4. Mudge’s Optimal Alpha

We can actually use that approach to calculate Mudge’s Optimal Alpha. Let’s assume there is an equal cost to a type I versus type II error (a good call in many studies!). We can use the approach above to calculate \(\omega = (\alpha + \beta)/2\) and then find the value of \(\alpha\) at the minimum of \(\omega\). And we can do this for different sample sizes. Let’s go with 10.

mudge <- p_tibble |>
  crossing(tibble(alpha = seq(0.001, 0.15, length.out = 500))) |>
  group_by(n, alpha) |>
  summarize(beta = sum(p > alpha)/n())|>
  mutate(omega = (alpha + beta)/2,
         power = 1-beta)

ggplot(data = mudge |> filter(n == 10),
       mapping = aes(x = alpha, y = omega)) +
  geom_line()

mudge |> 
  ungroup() |>
  filter(n == 10) |>
  filter(omega == min(omega))

# A tibble: 1 × 5
      n  alpha  beta  omega power
  <int>  <dbl> <dbl>  <dbl> <dbl>
1    10 0.0428 0.022 0.0324 0.978

We can even look at how the optimal alpha will change by sample size

opt_alpha <- mudge |> 
  filter(omega == min(omega))

ggplot(data = opt_alpha,
       mapping = aes(x = n, y = alpha)) +
  geom_line()

Neat!

5. Example

Let’s say we have a simple experiment - we have three groups, A, B, and C. The true value of y for each group is 1, 3, and 5, respectively, with a residual standard deviation of 2. Note, to replicate treatments, rep(c("A", "B", "C"), n) should do!

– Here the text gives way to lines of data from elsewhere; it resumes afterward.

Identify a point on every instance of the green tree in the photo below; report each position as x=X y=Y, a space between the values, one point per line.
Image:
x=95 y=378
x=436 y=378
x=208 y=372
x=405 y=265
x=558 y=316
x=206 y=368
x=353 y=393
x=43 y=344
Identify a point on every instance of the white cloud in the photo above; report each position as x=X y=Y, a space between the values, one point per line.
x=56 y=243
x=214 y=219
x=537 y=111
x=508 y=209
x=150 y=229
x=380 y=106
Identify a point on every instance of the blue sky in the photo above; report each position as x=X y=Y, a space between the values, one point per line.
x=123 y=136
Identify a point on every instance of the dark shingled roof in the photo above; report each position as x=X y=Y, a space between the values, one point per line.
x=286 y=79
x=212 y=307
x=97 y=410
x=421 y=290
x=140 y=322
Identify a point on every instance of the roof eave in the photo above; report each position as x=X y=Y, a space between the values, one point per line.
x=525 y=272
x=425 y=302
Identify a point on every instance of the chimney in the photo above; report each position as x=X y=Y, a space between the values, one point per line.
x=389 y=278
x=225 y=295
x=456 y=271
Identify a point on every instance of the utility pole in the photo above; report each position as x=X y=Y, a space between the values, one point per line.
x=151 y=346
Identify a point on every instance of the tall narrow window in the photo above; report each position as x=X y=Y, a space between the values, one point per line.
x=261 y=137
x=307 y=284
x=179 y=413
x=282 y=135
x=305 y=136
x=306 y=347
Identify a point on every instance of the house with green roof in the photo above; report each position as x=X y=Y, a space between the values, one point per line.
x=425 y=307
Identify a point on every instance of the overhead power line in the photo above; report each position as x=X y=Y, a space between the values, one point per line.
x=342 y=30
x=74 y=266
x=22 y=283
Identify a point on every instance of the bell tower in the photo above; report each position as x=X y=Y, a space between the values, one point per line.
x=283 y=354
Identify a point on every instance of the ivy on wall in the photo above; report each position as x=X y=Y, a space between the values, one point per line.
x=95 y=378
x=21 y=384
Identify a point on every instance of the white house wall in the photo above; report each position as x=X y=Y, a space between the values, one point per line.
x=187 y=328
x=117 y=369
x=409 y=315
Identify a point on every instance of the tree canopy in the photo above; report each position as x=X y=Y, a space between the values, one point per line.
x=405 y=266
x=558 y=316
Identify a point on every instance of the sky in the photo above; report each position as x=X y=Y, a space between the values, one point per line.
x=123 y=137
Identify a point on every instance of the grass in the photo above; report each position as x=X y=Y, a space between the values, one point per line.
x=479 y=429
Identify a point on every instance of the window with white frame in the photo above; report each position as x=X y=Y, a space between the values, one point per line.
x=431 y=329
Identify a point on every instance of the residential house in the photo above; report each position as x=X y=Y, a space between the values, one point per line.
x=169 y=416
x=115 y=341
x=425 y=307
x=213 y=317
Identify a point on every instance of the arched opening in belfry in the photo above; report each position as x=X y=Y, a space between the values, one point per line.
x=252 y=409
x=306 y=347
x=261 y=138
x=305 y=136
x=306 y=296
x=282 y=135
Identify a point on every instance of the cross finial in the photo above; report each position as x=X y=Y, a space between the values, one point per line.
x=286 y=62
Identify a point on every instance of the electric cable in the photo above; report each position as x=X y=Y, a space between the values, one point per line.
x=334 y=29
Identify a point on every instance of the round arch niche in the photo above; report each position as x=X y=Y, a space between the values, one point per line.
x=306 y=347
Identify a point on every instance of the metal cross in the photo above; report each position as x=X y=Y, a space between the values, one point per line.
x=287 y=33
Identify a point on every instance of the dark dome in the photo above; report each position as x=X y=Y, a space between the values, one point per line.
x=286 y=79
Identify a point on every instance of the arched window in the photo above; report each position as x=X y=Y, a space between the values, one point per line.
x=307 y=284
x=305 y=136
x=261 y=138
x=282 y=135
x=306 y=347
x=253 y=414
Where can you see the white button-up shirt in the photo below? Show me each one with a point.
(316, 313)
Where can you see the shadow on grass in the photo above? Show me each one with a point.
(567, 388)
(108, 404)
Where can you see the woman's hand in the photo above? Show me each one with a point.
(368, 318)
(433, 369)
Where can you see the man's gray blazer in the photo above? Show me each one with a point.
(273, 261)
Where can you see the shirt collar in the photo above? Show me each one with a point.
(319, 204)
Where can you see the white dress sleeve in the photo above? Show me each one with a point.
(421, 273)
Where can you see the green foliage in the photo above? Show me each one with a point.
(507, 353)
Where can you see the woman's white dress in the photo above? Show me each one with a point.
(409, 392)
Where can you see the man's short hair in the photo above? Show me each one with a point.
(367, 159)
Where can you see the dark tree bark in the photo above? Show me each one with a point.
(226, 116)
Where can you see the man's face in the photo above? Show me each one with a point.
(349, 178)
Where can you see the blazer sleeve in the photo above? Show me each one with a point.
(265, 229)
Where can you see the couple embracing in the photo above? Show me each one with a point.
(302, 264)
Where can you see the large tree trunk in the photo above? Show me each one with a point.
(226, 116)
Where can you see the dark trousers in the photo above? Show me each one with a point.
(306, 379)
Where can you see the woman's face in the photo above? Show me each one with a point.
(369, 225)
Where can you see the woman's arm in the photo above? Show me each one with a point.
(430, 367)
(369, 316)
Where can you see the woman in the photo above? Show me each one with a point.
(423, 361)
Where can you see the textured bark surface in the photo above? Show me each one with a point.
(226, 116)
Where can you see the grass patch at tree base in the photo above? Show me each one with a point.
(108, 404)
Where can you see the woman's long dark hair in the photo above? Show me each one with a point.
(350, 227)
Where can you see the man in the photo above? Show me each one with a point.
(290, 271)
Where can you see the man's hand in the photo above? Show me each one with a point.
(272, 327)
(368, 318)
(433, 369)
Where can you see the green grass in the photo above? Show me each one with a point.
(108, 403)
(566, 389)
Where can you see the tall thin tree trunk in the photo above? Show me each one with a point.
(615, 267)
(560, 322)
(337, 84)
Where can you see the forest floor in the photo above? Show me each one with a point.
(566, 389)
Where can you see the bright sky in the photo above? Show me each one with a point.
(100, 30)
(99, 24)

Similarly, use a vector for means to a normal distribution when simulating y.

If alpha = 0.05, what’s the optimal sample size to achieve a power of 0.8 for an F test?
If alpha = 0.05, what’s the optimal sample size to achieve a power of 0.8 for a comparison of group B to C?
What is the optimal alpha for an F test with a sample size of 12?